第33話 水族館作戦その1が失敗に終わるまで(ネタバレ)
別に一々尾行するという面倒なことをせず、もう一度未来を視ればよかったのだが、流石にあの場で
ただでさえ変な風に思われてるのに、これ以上怪しい行動は避けたい。
それに、別にもう一度未来を視なくてもどこに2人が座ったかは覚えているし、別に大丈夫なはずだ。
……前言撤回やっぱり大丈夫か不安になってきたな。
「次はもう地下だし、一旦戻ってイルカショー観に行こうか」
「私先にトイレ行っていい?」
「え? あーいいよ。うん。いってらっしゃい」
よし、聞いた感じだと茨木さんはトイレに行ったみたいだ。
本当に俺の予想通り5分前くらいになりそうだから一応ここで
「もしもし」
「もしもし。梨花だよー」
「知ってる。そろそろ座り始めてくれないか?」
「え? でも、結構まだスカスカだよ」
「は? まじで?」
「うん。まじで」
「わかった。じゃあもう少しそこにいてくれ。すぐ俺も向かうから」
「りょうかーい」
いやいや、まじか。
まだ全然空いてるなら、もうちょい粘らないといけないじゃないか。
もしかしたら、他の客も2人と同じ時に来ているのかもしれない。
確かに、未来でもそうだった気がしなくも無い。
やばいな。
もう茨木さんがトイレから帰ってきてしまった。
どうすればいい。考えろ……何か。
そうだ。
俺は芦屋から貰った帽子をしっかりと深く被り、少し俯いて歩を進める。
ドンッ
「ごめんなさい。

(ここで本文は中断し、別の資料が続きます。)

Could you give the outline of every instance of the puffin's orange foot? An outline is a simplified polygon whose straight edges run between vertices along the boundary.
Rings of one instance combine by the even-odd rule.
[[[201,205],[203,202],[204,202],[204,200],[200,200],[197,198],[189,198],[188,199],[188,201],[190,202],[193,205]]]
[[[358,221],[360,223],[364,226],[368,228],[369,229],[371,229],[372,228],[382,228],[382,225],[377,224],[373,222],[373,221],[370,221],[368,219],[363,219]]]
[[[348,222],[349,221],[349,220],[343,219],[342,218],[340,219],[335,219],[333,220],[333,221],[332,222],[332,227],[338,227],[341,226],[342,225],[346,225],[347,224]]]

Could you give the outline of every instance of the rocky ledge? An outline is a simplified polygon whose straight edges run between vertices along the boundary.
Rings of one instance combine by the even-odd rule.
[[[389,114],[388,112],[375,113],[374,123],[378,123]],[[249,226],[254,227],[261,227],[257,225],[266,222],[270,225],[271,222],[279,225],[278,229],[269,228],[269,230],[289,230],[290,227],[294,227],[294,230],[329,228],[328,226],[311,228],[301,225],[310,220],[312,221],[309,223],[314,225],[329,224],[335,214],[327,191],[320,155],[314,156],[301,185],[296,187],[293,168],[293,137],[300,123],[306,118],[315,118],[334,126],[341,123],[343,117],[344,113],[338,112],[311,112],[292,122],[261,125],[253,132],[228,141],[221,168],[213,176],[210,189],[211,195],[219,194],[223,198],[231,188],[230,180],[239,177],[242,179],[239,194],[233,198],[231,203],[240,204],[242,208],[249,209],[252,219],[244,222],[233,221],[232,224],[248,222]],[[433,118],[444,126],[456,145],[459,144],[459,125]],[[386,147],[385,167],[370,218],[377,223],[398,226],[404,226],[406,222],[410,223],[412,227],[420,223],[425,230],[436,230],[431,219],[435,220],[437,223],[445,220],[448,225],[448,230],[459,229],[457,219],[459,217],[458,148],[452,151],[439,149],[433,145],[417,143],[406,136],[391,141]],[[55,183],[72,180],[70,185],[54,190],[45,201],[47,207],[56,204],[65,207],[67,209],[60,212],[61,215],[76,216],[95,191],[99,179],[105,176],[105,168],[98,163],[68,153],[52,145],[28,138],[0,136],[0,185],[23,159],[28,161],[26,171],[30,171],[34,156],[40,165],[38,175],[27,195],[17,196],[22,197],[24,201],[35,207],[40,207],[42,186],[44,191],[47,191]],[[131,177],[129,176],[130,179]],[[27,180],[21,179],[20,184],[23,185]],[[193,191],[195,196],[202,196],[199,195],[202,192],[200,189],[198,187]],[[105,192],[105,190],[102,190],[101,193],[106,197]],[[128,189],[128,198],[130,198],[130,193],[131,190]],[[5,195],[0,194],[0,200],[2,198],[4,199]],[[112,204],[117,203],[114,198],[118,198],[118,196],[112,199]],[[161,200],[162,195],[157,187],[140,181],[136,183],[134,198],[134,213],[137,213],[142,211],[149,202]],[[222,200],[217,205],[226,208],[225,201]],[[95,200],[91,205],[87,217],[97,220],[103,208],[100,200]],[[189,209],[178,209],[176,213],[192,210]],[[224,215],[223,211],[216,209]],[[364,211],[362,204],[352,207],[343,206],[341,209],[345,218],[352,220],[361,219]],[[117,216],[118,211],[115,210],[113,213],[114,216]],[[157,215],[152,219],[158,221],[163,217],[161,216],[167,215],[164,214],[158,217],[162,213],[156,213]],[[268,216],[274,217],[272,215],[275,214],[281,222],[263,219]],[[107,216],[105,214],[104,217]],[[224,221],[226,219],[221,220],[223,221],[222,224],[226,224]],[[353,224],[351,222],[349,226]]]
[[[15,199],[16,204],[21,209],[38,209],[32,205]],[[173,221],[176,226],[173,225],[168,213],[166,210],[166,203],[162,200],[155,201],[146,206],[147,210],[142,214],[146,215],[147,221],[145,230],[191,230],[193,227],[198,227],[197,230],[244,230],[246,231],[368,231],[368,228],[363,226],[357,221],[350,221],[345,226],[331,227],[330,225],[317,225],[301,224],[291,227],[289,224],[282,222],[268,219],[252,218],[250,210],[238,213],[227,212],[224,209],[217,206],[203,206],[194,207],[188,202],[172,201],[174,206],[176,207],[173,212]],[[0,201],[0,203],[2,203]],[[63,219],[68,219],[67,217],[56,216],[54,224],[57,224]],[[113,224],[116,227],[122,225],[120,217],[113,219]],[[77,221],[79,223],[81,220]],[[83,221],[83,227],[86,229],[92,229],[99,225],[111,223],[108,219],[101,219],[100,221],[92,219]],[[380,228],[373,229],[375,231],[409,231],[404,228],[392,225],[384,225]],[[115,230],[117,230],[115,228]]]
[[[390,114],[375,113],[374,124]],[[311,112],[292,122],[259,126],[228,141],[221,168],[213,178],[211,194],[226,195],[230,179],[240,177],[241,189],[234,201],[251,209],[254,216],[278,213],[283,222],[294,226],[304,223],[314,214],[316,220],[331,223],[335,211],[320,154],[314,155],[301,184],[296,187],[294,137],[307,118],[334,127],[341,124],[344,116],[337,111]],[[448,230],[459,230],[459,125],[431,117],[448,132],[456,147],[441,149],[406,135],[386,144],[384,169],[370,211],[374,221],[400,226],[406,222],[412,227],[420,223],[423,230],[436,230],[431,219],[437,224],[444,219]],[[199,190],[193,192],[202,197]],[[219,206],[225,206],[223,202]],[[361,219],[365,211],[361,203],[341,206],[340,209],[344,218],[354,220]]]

大丈夫ですか?」
俺はそれを無視し、さっさと走る。
「
「俺は大丈夫だけど。なんかあの人どっかで……てやばい。そろそろ行かなきゃ」
少しの時間稼ぎは出来たはずだ。
本当にごめんなさい渡辺さん。
これもあなたのためなんです。
おれはもう1度入口の方から梨花たちがいるイルカショー前にあの2人より早く着く。
「はあ はぁ」
「そんなに息切れしてどうしたの?」
「もう2人が来る。俺たちも中に入ろう」
「結構埋まってるしね」
中には既にかなりの人がいて、席もほとんど前しか残されていなかった。
「梨花と文殊はあそこの席に座ってくれないか」
「うん」
「りょうかーい」
とりあえず、本来あの2人がすわるはずだった場所は前もって潰しておく。
あとはどこら辺だ。
「ねえ、安倍くん。あそことあそこギリギリ2人座れそうじゃないかい?」
「よし俺たちで別れて座ろう」
「ああ」
あの2人以外の人からしたら完全に迷惑なので一応2人以外の人が来たら席を譲ろうとは思っているのだが、結構前に行く人が多い。
よし、あの2人が来た。
渡辺さんは席を見渡して空いてる席がないか探っているようだが、あいにくもう前しか埋まっていない。
仕方がなさそうに2人は前の席に座った。
俺の目論見では間違いなくあそこの席は濡れるはずだ。
そして、俺は悲しく1人でイルカショーを見た。
あれ、思ってるより濡れていないぞ。
いつもよりイルカさんの調子が悪いのかあまり激しい水飛びが見れなかった。
ショーが終わり、2人の後に続いて俺も入口に戻る。
「あの2人なんか普通に楽しそうだったけど」
「うん。聞いた感じだとちょっと濡れたーって言ってはしゃいでるくらいであんまり作戦成功とは言えないかも」
「まじか。それはすまん。色々やって貰ったのに」
「全然こっちは迷惑じゃないからいいんだけど。次はカワウソの作戦をするの?」
「まあ、そうだな」
完全に俺の作戦が失敗してしまい、かなりやるせなくなってしまった。
普通にこの先成功するか不安だ。
ましてや、次は行くかどうかすら決まっていないのだ。
「まだ、あーこも携帯見てないみたいだし」
「一応次は2人の近くでカワウソの餌やりを呼びかけてみる」
「え? どうやって?」
「2人の近くでカワウソの話をするとかいう古典的な手法だけど何か」
「え、それでカワウソ行くかな? 渡辺さん結構計画練ってるんじゃないの?」
「知らん。物は試しだ!」
「雑になってる!?」
どうすればいいかもう分からなくなって来たが、せっかくここまで来たんだし普通に楽しみたくなってきた。
でも、告白は成功させなければいけない。
タイムリミットは今日の夜の告白までだ。
それまでにチャンスならいくらでも降り掛かってくるだろう。
だから、一旦楽観的(現実逃避)になっていいんじゃないだろうか。いや、多分良くないけど。